1.4          Summary

The objective of process plant layout and piping design activities is to design and construct a plant in a cost-effective manner that will meet the process requirements and client specifications and will operate in a safe, reliable manner.  This chapter provides an understanding of the tasks involved and the skills required in these activities. It also provides brief guidelines for plant layout including some general rules of thumb. In addition to adequate and safe design, designers and engineers must consider issues such as constructability, maintainability and operability of a process plant. An overview of the tools, documents, workflow methods and procedures used in plant layout and piping design is also included in this chapter. Organizations that provide guidelines for plant layout and piping design are mentioned in this chapter along with their web addresses.  Physical quantities typically used in plant layout and piping design are discussed along with their units both in the SI System and the US Customary System (USCS).

 

 

Fundamentals of Process Plant Layout and Piping Design

Practical Exercise 1

 

1.  What are the main tasks of a plant layout designer? (Name just three)

 

2.  Select the correct order of progress during a project.

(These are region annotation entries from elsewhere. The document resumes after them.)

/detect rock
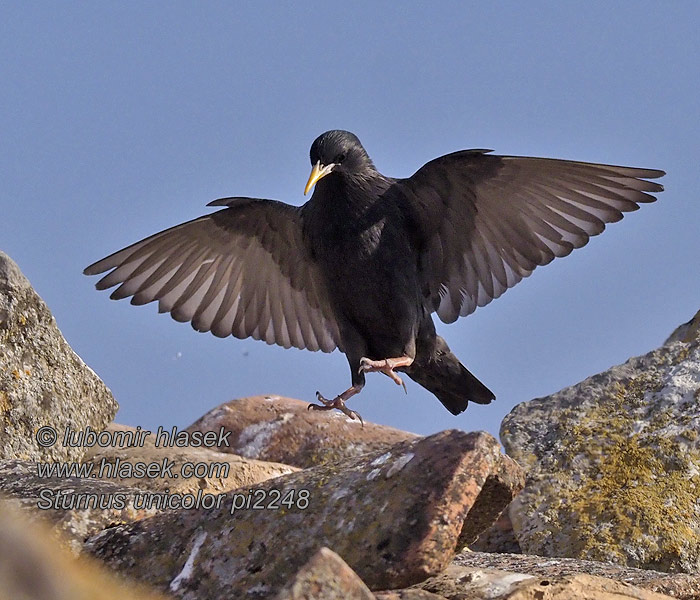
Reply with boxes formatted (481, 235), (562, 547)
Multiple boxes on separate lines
(86, 431), (522, 600)
(187, 396), (418, 468)
(664, 310), (700, 345)
(0, 252), (118, 461)
(415, 564), (533, 600)
(499, 575), (671, 600)
(375, 588), (446, 600)
(412, 565), (671, 600)
(454, 552), (700, 600)
(0, 505), (165, 600)
(457, 452), (525, 549)
(275, 548), (375, 600)
(469, 508), (521, 554)
(501, 314), (700, 573)
(84, 424), (298, 494)
(0, 460), (157, 554)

A.           Conceptual Plan, PFD, P&ID, Plot Plan.

B.            PFD, Conceptual Plan, Plot Plan, P&ID.

C.            PFD, P&ID, Conceptual Plan, Plot Plan.

D.           Plot Plan, PFD, Conceptual Plan, P&ID.

 

3.  Besides the design and engineering phases of a project, what other aspects of the project         should a good designer be concerned about? Explain.

 

4.  Expand the following abbreviations:

A.           IFD:

B.            TOS:

C.            PFD:

D.           ANSI:

 

5.  Psi stands for ______________ and is a unit of _____________ and kPa stands for  _____________.

 

6.  The unit of pipe stress in the SI system is _______________.

 

7.  The unit of force in the US customary system is ______________.

 

8.  What are the possible consequences of not knowing maintenance requirements for a particular piece of equipment?